Jesika Lefebvre didn’t want to go back to work. Not because she didn’t love her job at Bissell Centre, a nonprofit organization based in Edmonton, Canada.
It was just that after eight months of parental leave, she wasn’t ready to spend the day apart from her newly adopted son Alex, who was not quite 3 years old at the time. Luckily, she knew exactly how to solve that problem – she brought him along with her.
Bissell Child Care Centre shares the mission of its parent organization, which is to move people in the community from poverty to cultural, social and economic prosperity. And it’s not unusual to find children there who, like Alex, have been in the foster system. That made the Centre uniquely suited to address what Jesika calls Alex’s “big behaviors” – thanks to a staff and organization who do this kind of work every day through the part of its child-care program that supports low-income families.

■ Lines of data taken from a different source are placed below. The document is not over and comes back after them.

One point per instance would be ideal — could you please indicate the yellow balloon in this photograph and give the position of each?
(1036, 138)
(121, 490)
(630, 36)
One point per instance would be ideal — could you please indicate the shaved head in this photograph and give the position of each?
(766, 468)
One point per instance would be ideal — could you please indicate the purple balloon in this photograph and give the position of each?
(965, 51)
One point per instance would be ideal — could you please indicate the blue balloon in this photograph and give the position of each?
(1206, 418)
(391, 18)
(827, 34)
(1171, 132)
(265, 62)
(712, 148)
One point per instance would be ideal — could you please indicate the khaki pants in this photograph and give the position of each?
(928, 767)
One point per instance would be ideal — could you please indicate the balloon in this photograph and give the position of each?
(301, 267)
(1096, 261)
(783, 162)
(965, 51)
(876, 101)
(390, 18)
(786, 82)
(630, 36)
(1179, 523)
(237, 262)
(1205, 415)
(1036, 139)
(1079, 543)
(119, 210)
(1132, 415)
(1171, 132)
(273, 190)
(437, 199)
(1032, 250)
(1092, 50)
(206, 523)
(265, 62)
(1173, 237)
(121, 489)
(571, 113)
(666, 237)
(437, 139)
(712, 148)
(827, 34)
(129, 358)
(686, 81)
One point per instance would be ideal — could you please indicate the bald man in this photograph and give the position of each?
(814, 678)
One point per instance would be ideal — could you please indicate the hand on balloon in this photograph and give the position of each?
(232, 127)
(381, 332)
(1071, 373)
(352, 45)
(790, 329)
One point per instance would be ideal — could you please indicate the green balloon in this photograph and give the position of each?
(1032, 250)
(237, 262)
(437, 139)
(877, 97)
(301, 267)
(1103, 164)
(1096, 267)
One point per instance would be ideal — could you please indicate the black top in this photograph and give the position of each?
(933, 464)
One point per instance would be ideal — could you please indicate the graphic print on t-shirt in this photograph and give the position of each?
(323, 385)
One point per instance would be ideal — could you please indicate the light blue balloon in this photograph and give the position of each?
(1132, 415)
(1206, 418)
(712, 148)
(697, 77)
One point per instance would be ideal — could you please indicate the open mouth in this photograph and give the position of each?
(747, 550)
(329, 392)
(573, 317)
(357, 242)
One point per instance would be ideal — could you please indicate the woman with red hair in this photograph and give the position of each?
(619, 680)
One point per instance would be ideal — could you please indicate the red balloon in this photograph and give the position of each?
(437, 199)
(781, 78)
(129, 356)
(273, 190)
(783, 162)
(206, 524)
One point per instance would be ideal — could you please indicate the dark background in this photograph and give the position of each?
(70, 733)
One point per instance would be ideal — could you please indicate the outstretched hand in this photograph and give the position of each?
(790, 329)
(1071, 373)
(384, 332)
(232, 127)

“It’s fantastic going to work in the morning and knowing that he’s in a place where he’s loved just as much as he is when he’s at home and he’s going to receive the same amount of attention as if I was home with him,” Lefebvre says. “And he’s going to have even more opportunities and get to learn even more things and make more friends and learn more cultures and learn more different ways of doing things than I can even teach him. And that’s such a special thing.”
‘A POWERFUL LANGUAGE’
The Centre’s Early Childhood Development program – which provides full-time childcare as well as a drop-in/respite program that provides low-income families with free temporary childcare for things like job interviews and medical appointments – is obviously very human-centric.
But behind the scenes, Bissell Centre makes its work possible through the use of data and analytics.
“Because we care so much, we want to make sure we understand what’s really going on,” says Bissell Centre CEO Gary St. Amand. “We want to know: Are we actually helping people and their lived experience of poverty? Not just make assumptions about the actions that we’re taking.”
Jakob Koziel, senior research analyst at Bissell Centre, notes the organization has a bit of a data paradox: The amount of data it collects is almost overwhelming, yet missing data and small sample sizes persist in some areas.
That means Koziel and team have to use creative analytic methodologies to suss out their insights.
While initially, much of the work focused on outcomes data, Koziel is eager to dive deeper into statistical modeling and machine learning, and potentially looking at predictive analytics. So not only would Bissell Centre be able to show policymakers and partners the results of its work, but it could also influence the way it does that work to increase effectiveness.
BREAKING THE CYCLE
The child-care program is a prime example of learning from the data. Obviously, the nurturing environment had terrific outcomes for the children themselves, but the respite program, especially, tends to have farther-reaching impact on families as a whole.
For a parent who doesn’t otherwise have access to childcare, it can be the difference in being able to secure housing, stay healthy or save a business – all critical in breaking a cycle of poverty.
“Children who are born into these families who are within poverty may not have access to basic needs things like clothing, food, shelter,” says Jaye Brown, director of Bissell Child Care Centre. “It’s about having that compassion and knowing that it was not by choice for that child to be in this situation.”
For Lefebvre, the day care was about building the tools for Alex’s future success, not needing to elevate the family out of poverty. Even so, that can have an impact that very much aligns with the Centre’s mission.
“His biological family is a long line of individuals that have been part of the foster system,” she says. “So I really hope for his kids that it’s breaking cycles, that he’s able to be a parent and find what he loves, whatever that ends up being.”